The recent decision in B.C. allowed the employee’s submission that the employment contract had been repudiated by the conduct of the employer. For this reason, the employment contract and its termination clause were determined to be unenforceable. The plaintiff’s claim was determined by common law. 1 The employment agreement called for a termination payment of four weeks’ compensation for each year of service. His years of service for this purpose were roughly 11.
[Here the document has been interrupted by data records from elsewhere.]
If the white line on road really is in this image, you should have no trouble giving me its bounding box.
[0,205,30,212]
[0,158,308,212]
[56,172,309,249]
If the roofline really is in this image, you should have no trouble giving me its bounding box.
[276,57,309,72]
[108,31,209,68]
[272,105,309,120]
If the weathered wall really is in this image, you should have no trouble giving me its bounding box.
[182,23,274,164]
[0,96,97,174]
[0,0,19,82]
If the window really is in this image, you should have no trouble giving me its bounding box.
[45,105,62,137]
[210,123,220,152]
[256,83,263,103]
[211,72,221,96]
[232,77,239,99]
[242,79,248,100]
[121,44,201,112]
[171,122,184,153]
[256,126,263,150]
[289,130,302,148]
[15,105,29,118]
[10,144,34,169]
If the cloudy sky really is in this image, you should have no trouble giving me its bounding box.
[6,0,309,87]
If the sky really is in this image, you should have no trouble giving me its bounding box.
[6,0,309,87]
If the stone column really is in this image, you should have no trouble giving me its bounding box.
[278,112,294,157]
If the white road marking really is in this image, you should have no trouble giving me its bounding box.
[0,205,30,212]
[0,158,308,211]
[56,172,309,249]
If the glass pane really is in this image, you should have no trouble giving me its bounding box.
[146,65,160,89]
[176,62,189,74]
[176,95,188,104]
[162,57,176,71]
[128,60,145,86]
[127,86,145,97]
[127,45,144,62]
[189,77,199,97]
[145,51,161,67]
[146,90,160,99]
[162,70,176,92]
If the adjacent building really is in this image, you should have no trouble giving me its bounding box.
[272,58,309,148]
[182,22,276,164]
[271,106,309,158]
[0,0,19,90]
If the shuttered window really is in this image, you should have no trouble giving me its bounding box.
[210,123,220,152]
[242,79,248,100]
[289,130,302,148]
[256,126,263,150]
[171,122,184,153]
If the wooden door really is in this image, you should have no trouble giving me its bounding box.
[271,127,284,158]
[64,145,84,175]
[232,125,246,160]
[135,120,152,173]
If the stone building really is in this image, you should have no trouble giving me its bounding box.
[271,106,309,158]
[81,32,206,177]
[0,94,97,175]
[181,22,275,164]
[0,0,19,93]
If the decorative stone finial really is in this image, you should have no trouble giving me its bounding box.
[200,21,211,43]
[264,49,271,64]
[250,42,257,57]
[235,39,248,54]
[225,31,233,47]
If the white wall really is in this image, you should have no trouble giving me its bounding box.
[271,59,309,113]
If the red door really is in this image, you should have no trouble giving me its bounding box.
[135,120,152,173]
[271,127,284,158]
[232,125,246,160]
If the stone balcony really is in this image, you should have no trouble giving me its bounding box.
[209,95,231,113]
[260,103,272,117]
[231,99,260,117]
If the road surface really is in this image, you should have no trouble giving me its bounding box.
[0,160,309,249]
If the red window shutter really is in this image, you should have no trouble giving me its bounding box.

The decision recites that the parties had agreed to the relevant law on this subject, which was summarized as follows:
The parties agree on the applicable law. Repudiation is a breach of contract by one party giving rise to the right of the other party to terminate the contract and pursue the available remedies for the breach. A breach is a repudiation of the contract if it is a breach of a contractual condition or of some other sufficiently important term of the contract so that there is a substantial failure of performance (see Potter v. New Brunswick (Legal Aid Services Commission), 2015 SCC 10 at paras. 144-145).
The plaintiff’s employment was terminated on April 4, 2022. This was without cause. The termination letter requested certain conditions for the termination payment, one of which was the duty to report mitigation efforts monthly and the disclosure of the details of any job offers received. A second letter sent April 29 stated that the failure to provide such reports would result in the cessation of all payments. The agreement required payments based on salary and commissions. Only the salary sums of severance were received and even these payments ended July 8. There was no explanation offered for paying only the salary components.
The defendant acknowledged that while the agreement did require mitigation, it did not mandate the reporting obligation. The plaintiff did find new employment the following February. The common law period was set at 18 months. An award of punitive damages of $25,000 also followed due to the failure of the employer to honour its clear contractual obligations.
The reasons did not offer a detailed review of the law on repudiation, put charitably. On these facts, the court found that the employer had repudiated the contract and that the claim would be assessed by common law standards.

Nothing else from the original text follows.